K v K - We act in financial remedy proceedings for a wife who is a Polish national. The matter's complexity mainly comes from a dispute between the parties around land in Poland. Its value was initially in dispute but was then assessed by a joint expert to be in the region of half a million pounds. The total assets in this case are estimated to be worth over £1 million. The land in Poland is a subject to contract with a third party and is being leased as a photovoltaic (solar) farm. The division of the land to achieve an equal share of the assets is complicated due to the contract in place and plans for the future use of the land. Currently the parties are awaiting a final hearing but efforts are being made to reach a settlement with the aid of alternative dispute resolution and in order to save the parties money and avoid further delays.

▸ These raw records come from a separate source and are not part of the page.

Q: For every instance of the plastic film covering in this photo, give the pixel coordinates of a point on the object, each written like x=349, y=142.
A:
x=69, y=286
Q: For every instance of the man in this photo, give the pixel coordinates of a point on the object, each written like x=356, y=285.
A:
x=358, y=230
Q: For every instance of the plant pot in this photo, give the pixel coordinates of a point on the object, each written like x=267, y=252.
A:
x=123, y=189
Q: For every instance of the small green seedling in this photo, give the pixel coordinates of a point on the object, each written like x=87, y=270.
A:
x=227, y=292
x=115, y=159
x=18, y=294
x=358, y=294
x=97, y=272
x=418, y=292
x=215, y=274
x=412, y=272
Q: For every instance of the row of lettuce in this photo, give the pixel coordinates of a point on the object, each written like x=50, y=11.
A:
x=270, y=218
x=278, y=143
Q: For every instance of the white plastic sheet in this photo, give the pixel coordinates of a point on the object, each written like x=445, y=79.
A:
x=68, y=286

R v O - We acted pro bono and worked together with a law firm in Poland to ensure that the Costa Rican Mother regains access to her child. The Mother's only child was abducted from the UK in 2014. The Mother was successful with the abduction case and the UK family courts ordered the return of the child. The orders were recognised in Poland but unfortunately due to various issues with the Mother's immigration status and court's delays in Poland, the orders were never enforced. The Mother was facing removal from the UK and prospects of never seeing her child again. We have corresponded with various courts in Poland dealing with international abduction matters and we decided that an application for contact should be issued rather than any proceedings for further enforcement of the orders, as the Mother had not seen the child for around 7 years. At the same we secured the Mother's stay in the UK making successful outside of immigration rules application to extend her stay. We now receive regular photos from the Mother with her daughter, as face to face contact is taking place. We helped to secure an order of the Polish courts for the Mother to see the child regularly in person, whilst when she instructed us she was facing a prospect of never seeing her child again and being deported to Costa Rica.